Targeting glutamate to treat depression
In a new review, published in the journal Nature Reviews/Drug Discovery, researchers examined the progress made in treating major depressive disorder (MDD) using ketamine and other therapies that act on the glutamate system.
Researchers from the Icahn School of Medicine at Mount Sinai and other institutions found that glutamate-modulating agents including ketamine may represent the first major advancements in treating MDD in decades, but fundamental questions remain regarding safety, tolerability and efficacy.
Neurotransmitters, including glutamate, are substances that conduct signals from one nerve cell to another. Glutamate is the most abundant excitatory neurotransmitter that promotes the flow of signals between nerve cells.
Many mental disorders, such as depression and schizophrenia, involve an inability of the central nervous system to effectively use glutamate. Experimental drugs that block glutamate receptors in the central nervous system or lower glutamate brain levels may represent the next generation of antidepressant medications, and offer potential advantages over current drug treatments.
“The ongoing clinical trial research focusing on the glutamate system may lead to a completely new class of antidepressants that may significantly change the way patients with depression, and in particular, treatment-resistant depression are treated,” said the study’s first author, James Murrough, M.D., director of the Mood and Anxiety Disorders Program and Assistant Professor of Psychiatry and Neuroscience at the Icahn School of Medicine at Mount Sinai.

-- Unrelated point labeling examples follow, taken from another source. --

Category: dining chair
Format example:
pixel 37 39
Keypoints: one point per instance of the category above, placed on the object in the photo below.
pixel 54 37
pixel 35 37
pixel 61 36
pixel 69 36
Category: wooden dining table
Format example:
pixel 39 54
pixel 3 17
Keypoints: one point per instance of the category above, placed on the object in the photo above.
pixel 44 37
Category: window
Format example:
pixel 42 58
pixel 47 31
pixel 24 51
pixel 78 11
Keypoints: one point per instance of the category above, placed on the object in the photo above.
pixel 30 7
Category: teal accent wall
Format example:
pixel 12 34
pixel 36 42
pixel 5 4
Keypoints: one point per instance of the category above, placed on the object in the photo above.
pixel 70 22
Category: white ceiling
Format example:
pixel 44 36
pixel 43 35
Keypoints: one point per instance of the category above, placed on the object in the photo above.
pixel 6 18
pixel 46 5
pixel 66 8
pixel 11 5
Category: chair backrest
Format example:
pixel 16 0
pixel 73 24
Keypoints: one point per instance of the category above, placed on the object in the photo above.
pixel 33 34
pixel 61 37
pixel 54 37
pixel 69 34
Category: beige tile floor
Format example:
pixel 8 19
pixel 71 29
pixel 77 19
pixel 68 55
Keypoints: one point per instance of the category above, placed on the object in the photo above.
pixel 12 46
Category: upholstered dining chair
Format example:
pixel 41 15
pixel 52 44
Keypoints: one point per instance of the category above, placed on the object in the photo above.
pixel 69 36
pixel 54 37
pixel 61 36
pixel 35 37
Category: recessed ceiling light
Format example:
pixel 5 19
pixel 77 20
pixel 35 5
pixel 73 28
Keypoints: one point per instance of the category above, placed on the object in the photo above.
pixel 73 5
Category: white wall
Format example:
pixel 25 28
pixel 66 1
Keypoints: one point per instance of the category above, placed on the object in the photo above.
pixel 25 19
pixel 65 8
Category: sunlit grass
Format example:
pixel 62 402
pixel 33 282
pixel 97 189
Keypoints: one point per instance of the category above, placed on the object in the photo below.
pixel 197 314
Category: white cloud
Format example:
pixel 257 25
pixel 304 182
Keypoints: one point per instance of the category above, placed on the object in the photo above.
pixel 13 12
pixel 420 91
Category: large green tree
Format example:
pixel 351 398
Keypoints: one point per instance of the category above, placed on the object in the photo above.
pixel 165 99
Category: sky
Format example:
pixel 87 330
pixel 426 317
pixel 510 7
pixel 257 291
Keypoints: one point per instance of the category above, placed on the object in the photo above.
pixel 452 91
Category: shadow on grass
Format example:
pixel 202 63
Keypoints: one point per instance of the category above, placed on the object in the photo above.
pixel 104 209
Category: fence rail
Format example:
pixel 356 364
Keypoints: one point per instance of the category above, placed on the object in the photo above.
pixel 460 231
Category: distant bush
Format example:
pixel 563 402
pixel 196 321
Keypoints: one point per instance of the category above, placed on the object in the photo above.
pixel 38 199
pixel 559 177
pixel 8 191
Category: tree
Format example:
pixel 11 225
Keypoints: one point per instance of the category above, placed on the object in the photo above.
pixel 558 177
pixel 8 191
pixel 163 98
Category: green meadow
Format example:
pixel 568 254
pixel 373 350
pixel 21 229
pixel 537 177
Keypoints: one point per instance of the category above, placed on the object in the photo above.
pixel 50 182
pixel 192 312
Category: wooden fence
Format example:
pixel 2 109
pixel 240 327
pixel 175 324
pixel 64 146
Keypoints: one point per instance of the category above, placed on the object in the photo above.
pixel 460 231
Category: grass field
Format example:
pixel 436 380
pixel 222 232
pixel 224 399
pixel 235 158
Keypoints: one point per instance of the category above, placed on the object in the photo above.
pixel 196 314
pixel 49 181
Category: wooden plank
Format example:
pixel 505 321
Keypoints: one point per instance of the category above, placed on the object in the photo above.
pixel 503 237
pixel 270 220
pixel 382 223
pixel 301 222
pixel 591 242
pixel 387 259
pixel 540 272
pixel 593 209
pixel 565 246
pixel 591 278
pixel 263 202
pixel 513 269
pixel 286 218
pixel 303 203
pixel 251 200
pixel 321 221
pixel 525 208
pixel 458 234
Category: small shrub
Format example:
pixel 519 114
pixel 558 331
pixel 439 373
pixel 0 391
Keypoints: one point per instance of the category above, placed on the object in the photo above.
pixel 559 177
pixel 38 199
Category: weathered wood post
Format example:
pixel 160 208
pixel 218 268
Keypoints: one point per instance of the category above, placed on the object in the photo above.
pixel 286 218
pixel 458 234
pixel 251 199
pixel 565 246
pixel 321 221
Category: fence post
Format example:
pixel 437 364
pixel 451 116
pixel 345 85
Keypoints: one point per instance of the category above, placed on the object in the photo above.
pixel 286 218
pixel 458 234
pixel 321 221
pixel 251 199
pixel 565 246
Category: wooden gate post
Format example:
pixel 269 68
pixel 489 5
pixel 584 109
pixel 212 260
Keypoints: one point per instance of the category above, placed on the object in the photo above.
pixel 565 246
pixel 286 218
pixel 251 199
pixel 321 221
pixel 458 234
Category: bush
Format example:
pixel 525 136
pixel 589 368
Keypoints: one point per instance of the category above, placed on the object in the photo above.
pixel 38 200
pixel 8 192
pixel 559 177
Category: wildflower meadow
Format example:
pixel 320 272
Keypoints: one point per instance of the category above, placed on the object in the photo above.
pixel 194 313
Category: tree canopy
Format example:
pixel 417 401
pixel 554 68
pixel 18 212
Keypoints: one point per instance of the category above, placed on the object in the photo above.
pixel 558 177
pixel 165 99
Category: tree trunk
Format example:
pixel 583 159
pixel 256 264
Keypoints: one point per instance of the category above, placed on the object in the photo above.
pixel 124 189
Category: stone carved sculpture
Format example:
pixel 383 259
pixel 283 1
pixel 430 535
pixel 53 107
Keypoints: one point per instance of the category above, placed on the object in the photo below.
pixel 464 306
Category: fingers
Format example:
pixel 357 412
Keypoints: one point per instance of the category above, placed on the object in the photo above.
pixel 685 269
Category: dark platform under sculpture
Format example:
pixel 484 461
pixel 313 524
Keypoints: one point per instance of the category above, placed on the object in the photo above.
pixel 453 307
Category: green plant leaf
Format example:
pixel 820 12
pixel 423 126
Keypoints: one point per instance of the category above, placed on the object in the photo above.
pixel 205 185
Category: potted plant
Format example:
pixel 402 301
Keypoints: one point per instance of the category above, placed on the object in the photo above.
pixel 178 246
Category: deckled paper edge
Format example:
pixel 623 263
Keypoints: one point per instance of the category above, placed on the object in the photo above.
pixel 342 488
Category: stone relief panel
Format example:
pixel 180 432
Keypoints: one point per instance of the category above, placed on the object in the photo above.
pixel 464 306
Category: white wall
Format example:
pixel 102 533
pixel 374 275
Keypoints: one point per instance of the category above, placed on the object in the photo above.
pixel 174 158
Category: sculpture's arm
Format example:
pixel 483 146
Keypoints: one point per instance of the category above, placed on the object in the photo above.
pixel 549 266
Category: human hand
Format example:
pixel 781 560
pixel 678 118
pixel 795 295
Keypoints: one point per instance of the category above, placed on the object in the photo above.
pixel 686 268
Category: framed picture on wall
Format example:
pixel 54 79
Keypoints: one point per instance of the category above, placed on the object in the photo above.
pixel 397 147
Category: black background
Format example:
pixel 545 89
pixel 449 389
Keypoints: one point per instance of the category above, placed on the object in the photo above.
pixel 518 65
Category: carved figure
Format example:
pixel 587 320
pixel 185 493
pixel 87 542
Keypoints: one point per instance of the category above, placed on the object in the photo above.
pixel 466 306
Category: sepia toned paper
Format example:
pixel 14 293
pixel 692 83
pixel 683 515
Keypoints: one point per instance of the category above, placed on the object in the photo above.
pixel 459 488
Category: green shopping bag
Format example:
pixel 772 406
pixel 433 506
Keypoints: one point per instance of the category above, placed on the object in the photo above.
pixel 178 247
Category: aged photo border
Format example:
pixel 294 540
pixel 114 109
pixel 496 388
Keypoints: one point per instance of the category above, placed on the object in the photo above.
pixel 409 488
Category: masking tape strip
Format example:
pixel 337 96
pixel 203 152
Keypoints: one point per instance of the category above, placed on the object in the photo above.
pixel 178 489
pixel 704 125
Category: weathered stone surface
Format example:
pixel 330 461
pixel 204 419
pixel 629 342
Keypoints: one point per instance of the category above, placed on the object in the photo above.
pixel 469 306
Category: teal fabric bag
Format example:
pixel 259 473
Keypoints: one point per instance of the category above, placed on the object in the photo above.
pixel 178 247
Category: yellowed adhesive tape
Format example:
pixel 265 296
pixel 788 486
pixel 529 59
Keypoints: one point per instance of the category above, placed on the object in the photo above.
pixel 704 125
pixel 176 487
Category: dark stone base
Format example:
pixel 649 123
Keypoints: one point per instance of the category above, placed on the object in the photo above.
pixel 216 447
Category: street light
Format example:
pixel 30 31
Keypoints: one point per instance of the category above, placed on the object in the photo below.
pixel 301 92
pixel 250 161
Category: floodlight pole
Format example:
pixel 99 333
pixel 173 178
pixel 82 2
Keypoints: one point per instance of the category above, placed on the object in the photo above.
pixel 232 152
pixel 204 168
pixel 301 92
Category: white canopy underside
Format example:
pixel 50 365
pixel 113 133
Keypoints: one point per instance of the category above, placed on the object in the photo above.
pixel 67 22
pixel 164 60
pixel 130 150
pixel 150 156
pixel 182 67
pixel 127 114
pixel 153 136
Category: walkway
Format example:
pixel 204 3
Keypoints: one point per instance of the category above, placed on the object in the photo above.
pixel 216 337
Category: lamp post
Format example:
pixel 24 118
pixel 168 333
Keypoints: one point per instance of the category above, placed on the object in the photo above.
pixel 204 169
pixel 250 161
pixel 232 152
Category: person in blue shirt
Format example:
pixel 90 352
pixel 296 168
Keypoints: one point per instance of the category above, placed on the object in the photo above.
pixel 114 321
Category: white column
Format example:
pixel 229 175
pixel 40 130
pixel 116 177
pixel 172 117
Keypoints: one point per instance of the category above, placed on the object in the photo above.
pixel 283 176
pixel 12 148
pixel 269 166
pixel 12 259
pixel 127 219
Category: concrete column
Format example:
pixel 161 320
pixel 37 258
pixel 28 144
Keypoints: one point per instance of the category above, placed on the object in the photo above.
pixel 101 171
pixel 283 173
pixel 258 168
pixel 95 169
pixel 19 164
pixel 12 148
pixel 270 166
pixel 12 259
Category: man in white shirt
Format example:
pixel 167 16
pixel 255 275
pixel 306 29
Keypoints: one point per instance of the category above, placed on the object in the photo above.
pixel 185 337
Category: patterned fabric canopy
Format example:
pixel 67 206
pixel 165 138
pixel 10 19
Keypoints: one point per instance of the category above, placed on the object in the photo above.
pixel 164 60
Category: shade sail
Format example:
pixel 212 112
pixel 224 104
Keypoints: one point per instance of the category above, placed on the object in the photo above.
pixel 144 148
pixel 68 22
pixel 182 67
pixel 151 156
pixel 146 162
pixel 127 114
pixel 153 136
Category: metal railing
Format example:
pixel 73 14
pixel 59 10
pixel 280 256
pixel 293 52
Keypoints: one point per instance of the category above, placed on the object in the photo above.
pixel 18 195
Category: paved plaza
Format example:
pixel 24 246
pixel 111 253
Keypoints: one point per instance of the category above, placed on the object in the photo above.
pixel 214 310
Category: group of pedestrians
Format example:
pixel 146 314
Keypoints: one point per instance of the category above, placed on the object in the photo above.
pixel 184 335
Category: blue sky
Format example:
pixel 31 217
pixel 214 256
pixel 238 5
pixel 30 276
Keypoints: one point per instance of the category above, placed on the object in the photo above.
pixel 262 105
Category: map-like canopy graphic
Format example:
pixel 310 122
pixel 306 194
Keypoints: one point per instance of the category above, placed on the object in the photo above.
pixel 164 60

“Targeting glutamate receptors could transform care for patients for this devastating disease.”
Researchers at Mount Sinai’s Mood and Anxiety Disorders Program (MAP) are conducting studies and clinical trials on agents, including ketamine, which modulate the glutamate system. No glutamate modulator has been approved for the treatment of depression worldwide.
The drug ketamine, a schedule III controlled substance drug with a potential for abuse, has been repurposed as a rapidly acting antidepressant. In low doses in a controlled environment, the drug has emerged as a promising medication to treat severe depression.
The review identifies key outstanding issues related to the development of ketamine and other glutamate modulators for use in depression. For example, most studies have selected patients who have failed to respond to one or more trials of conventional antidepressants and have not accounted for other factors, including trauma history or genetic predisposition for depression.
“Although substantial progress has been made over the past decade in identifying ketamine as a prototype rapid-acting antidepressant, there is a large gap in the literature, which represents a crucial unmet research need to examine its safety and efficacy beyond a single treatment administration,” said Murrough.
“An important unknown is the relationship between glutamate modulation and conventional therapeutic approaches for depression, which may shed light on the strengths and limitations of this approach.”